Annie Leibovitz: A snapshot of the perils of mixing art and money


Legendary photographer Annie Leibovitz has fallen afoul of her erstwhile saviors, Art Capital Group. Last year, Art Capital lent her $24 million in return for the right to sell her art and homes; now it is saying that the artist refuses to follow through on her obligations. Art Capital Group has filed suit in New York State Supreme Court, New York County (Art Capital Group Inc. v Leibovitz).

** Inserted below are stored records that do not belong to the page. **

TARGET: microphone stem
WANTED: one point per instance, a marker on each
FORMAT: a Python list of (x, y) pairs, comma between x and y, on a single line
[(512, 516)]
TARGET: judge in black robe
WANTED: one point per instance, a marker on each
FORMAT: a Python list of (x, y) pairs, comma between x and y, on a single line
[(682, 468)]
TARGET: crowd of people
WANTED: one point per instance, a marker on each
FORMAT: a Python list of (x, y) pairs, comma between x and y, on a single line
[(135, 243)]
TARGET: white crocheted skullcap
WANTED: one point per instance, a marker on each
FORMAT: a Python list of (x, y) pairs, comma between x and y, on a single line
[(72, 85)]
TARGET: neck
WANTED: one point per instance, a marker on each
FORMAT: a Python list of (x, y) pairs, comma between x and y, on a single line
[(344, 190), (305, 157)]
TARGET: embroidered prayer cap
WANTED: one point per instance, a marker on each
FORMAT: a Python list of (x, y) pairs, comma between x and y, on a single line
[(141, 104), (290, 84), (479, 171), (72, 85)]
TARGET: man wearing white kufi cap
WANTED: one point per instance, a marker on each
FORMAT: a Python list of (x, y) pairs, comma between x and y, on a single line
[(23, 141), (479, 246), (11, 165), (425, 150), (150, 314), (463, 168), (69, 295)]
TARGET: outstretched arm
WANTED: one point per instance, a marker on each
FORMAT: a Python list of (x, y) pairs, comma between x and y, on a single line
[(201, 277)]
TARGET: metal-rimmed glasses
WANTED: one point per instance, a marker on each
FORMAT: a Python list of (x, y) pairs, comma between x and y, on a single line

Last year, when Liebovitz originally sought Art Capital Group's help, she was beset by tax liens, mortgages and other unpaid bills. The company, which provides financial and investment banking services to artists, art collectors and other participants in the art market, agreed to help her through her financial straits. To secure the $24 million loan, Leibovitz pledged as collateral her artwork, photography archives, and real estate (in Greenwich Village and Rhinebeck, NY). The complaint filed by Art Capital Group also states that the collateral includes every photo she has taken – from John Lennon to a nude, pregnant Demi Moore. A default, according to the agreement, would allow Art Capital Group to sell the collateral. Yet, the financiers allege that Leibovitz is trying extract herself from her contractual obligations. They say she hasn't paid several hundred thousand dollars, wouldn't let real estate agents access her properties and is generally getting in the way of Art Capital Group's divestiture efforts.